Judge Barry Williams today acquitted Officer Edward Nero on all counts brought against him for his treatment of Freddy Gray, who died in police custody. Nero was acquitted of second-degree assault, reckless endangerment, and two counts of misconduct in office.

The prosecution argued that Nero assaulted Gray by detaining Gray without justification. The reckless endangerment charge was based on his role in putting Gray into an arrest wagon without buckling a seat belt. The misconduct charges were along for the ride (so to speak).

Judge Williams found that there are “no credible facts” to show that Nero was directly involved in Gray’s arrest. As for putting Gray in the van, he found that this was the driver’s call and that Nero’s conduct not unreasonable given his training.

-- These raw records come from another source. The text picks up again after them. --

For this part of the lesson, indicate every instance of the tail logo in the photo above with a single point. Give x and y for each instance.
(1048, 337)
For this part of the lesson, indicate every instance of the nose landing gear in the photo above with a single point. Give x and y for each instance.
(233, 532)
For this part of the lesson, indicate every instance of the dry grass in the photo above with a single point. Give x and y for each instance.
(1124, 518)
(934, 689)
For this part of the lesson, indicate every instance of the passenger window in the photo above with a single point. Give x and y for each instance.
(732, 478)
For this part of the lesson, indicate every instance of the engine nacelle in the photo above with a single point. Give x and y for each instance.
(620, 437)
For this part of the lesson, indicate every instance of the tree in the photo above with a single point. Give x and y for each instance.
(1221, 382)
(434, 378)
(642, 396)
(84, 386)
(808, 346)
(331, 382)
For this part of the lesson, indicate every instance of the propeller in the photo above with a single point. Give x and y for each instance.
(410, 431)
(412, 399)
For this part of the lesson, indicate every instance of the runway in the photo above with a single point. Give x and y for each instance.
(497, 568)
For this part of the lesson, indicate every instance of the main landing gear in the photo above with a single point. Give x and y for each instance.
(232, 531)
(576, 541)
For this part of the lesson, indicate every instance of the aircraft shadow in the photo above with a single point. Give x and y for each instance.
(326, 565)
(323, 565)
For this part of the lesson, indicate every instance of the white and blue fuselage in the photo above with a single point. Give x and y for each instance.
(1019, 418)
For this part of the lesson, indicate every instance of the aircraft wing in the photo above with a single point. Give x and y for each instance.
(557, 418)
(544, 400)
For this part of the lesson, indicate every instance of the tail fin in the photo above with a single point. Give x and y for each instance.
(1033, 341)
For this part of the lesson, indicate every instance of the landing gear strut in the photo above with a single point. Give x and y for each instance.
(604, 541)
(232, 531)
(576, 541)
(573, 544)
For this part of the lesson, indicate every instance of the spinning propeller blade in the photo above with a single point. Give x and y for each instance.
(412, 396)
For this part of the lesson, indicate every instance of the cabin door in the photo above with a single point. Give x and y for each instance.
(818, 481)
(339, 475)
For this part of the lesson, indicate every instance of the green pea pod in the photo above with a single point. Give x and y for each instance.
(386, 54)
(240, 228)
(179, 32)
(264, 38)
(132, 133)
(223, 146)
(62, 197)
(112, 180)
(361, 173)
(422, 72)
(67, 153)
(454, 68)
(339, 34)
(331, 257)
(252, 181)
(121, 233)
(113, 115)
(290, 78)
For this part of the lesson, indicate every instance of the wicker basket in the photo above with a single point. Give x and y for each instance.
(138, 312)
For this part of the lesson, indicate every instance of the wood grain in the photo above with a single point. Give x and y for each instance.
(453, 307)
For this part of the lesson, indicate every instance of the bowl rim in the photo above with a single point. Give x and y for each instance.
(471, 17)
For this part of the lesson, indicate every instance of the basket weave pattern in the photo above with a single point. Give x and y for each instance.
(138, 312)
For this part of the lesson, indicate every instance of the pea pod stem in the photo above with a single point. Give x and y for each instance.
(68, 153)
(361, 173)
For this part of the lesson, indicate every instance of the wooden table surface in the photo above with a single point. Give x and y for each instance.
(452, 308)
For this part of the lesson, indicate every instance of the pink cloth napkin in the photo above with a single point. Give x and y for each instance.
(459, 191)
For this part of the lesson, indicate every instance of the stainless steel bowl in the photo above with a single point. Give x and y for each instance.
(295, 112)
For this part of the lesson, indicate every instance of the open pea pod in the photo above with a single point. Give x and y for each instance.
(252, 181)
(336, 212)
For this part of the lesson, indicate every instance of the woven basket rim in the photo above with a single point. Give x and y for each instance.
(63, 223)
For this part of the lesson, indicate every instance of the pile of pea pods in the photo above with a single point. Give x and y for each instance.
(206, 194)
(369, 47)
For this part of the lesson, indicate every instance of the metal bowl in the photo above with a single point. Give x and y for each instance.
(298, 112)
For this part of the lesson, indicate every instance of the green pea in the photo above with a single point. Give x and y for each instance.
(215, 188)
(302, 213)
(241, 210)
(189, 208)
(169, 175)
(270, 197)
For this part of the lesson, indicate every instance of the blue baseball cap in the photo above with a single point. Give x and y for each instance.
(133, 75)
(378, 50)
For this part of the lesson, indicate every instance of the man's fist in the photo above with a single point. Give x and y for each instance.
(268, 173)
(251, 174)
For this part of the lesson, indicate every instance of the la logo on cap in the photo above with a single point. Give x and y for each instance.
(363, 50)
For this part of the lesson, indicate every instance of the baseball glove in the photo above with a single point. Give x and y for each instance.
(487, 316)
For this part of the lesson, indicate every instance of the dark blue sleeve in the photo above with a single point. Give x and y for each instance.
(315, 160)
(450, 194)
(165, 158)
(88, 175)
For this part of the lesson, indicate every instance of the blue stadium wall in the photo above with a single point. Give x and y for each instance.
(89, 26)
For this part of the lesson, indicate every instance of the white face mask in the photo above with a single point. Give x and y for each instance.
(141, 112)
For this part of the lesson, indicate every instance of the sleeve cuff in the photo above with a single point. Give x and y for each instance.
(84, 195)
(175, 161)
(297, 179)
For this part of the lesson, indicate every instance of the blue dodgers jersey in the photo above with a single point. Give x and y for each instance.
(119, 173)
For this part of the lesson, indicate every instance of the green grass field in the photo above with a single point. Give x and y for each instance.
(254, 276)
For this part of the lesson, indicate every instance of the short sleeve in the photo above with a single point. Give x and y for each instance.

The assault charge was incredibly weak. For one thing, it was a novel way of dealing with an allegedly improper police apprehension, according to experts.

It didn’t help that the prosecution had to change its theory of the case against Nero. Initially, it charged him and fellow officer Garrett Miller with wrongly arresting Gray for having an illegal knife, which it said was legal to possess under state law.

But it had to abandon that theory after defense attorneys noted the knife was banned under city code. Oops. So instead, the prosecution argued that the officers did not follow legal requirements in how they went about stopping Gray before finding the knife.

But the facts didn’t support charging Nero. Officer Miller, who faces the same charges as Nero, was granted immunity and forced to testify by prosecutors. He testified that he alone caught and handcuffed Gray. Nero, meanwhile, went to retrieve their bicycles.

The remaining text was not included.